A district court reviewing a final decision of the Commissioner must determine “whether the correct legal standards were applied and whether substantial evidence supports the decision.” Butts v. Barnhart, 388 F.3d 377, 384 (2d Cir. 2004), as amended on reh'g in part, 416 F.3d 101 (2d Cir. 2005).

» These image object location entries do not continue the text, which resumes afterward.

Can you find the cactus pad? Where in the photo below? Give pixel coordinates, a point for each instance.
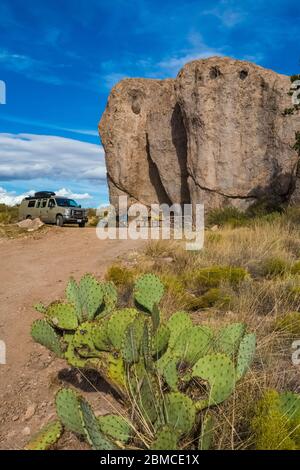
(132, 340)
(73, 296)
(72, 357)
(218, 370)
(46, 438)
(229, 338)
(91, 296)
(176, 324)
(160, 340)
(148, 291)
(40, 307)
(110, 297)
(165, 439)
(116, 427)
(180, 412)
(100, 335)
(68, 410)
(193, 343)
(62, 316)
(92, 430)
(44, 334)
(117, 325)
(207, 433)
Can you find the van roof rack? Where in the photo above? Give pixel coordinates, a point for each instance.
(44, 194)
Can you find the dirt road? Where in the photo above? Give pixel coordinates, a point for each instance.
(33, 270)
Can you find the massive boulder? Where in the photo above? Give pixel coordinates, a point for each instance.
(217, 135)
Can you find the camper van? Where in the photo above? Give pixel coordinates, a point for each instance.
(52, 209)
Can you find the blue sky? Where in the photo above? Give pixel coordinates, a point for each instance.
(60, 58)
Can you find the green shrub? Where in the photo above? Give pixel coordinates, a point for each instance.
(289, 323)
(272, 426)
(214, 297)
(8, 215)
(215, 275)
(227, 216)
(273, 267)
(121, 276)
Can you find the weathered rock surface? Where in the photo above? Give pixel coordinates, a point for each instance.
(214, 135)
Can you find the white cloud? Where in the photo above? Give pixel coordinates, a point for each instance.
(69, 194)
(10, 198)
(228, 13)
(32, 156)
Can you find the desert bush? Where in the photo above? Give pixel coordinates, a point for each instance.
(276, 424)
(227, 216)
(8, 214)
(272, 267)
(289, 324)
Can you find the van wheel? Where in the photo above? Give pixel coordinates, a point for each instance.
(59, 221)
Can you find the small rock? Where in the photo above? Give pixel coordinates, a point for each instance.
(26, 431)
(29, 412)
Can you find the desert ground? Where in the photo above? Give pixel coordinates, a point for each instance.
(33, 269)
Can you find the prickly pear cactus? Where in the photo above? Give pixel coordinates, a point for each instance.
(40, 307)
(229, 338)
(46, 438)
(245, 355)
(193, 343)
(91, 296)
(62, 316)
(219, 371)
(110, 297)
(44, 334)
(73, 296)
(100, 335)
(132, 341)
(93, 433)
(207, 432)
(160, 340)
(116, 427)
(180, 412)
(87, 297)
(176, 324)
(69, 411)
(117, 325)
(148, 291)
(165, 439)
(71, 354)
(155, 315)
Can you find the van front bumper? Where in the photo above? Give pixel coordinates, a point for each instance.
(69, 219)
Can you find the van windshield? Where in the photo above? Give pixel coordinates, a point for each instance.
(63, 202)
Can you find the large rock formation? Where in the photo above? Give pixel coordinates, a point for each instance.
(215, 135)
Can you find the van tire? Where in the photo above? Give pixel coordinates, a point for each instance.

The court must uphold the Commissioner's factual findings if there is substantial evidence in the record to support them. 42 U.S.C. § 405(g). “[S]ubstantial evidence” is “more than a mere scintilla” and “means such relevant evidence as a reasonable mind might accept as adequate to support a conclusion.” Richardson v. Perales, 402 U.S. 389, 401 (1971) (internal quotation marks and citation omitted). “Although factual findings by the Commissioner are ‘binding' when ‘supported by substantial evidence,' ‘[w]here an error of law has been made that might have affected the disposition of the case, '” the court will not defer to the ALJ's determination. Pollard v. Halter, 377 F.3d 183, 188-89 (2d Cir. 2004) (quoting Townley v. Heckler, 748 F.2d 109, 112 (2d Cir. 1984)). Thus, “[e]ven if the Commissioner's decision is supported by substantial evidence, legal error alone can be enough to overturn the ALJ's decision.” Ellington v. Astrue, 641 F.Supp.2d 322, 328 (S.D.N.Y. 2009) (citing Johnson v. Bowen, 817 F.2d 983, 986 (2d Cir. 1987)).

DISCUSSION

The plaintiff argues that the ALJ did not apply the treating physician rule, did not give appropriate weight to the claimant's subjective statements about the intensity, persistence, and limiting effects of her symptoms, and that the ALJ's RFC determination did not reflect all the claimant's limitations. In addition, the plaintiff asks the Court to remand solely for the calculation of benefits, arguing that a finding of physical and mental disability is amply supported by the treatment record, and that the ALJ failed to rely on any credible evidence to the contrary.

The defendant maintains that the ALJ properly evaluated the medical evidence and the claimant's subjective complaints, and that the case should not be remanded for calculation of benefits.

I. RFC Determination

a. The ALJ's Evaluation of the Medical Evidence

The treating physician rule requires an ALJ to give a “treating source's opinion on the issue(s) of the nature and severity” of a claimant's impairment “controlling weight” if the opinion is “well supported by medically acceptable clinical and laboratory diagnostic techniques and is not inconsistent with the other substantial evidence in [the claimant's] case record.” Green-Younger v. Barnhart, 335 F.3d 99, 106 (2d Cir. 2003) (citing 20 C.F.R. § 404.1527(d)(2) and Shaw v. Chater, 221 F.3d 126, 134 (2d Cir. 2000)). When an ALJ does not give a treating physician's opinion controlling weight, she must “comprehensively set forth [her] reasons for the weight assigned to a treating physician's opinion.” Burgess v. Astrue, 537 F.3d 117, 129 (2d Cir. 2008) (citations omitted). Failure to give “good reasons” for the weight assigned to a treating physician's opinion is grounds for remand. See Halloran v. Barnhart, 362 F.3d 28, 33 (2d Cir. 2004) (“We do not hesitate to remand when the Commissioner has not provided ‘good reasons' for the weight given to a treating physician's opinion.”).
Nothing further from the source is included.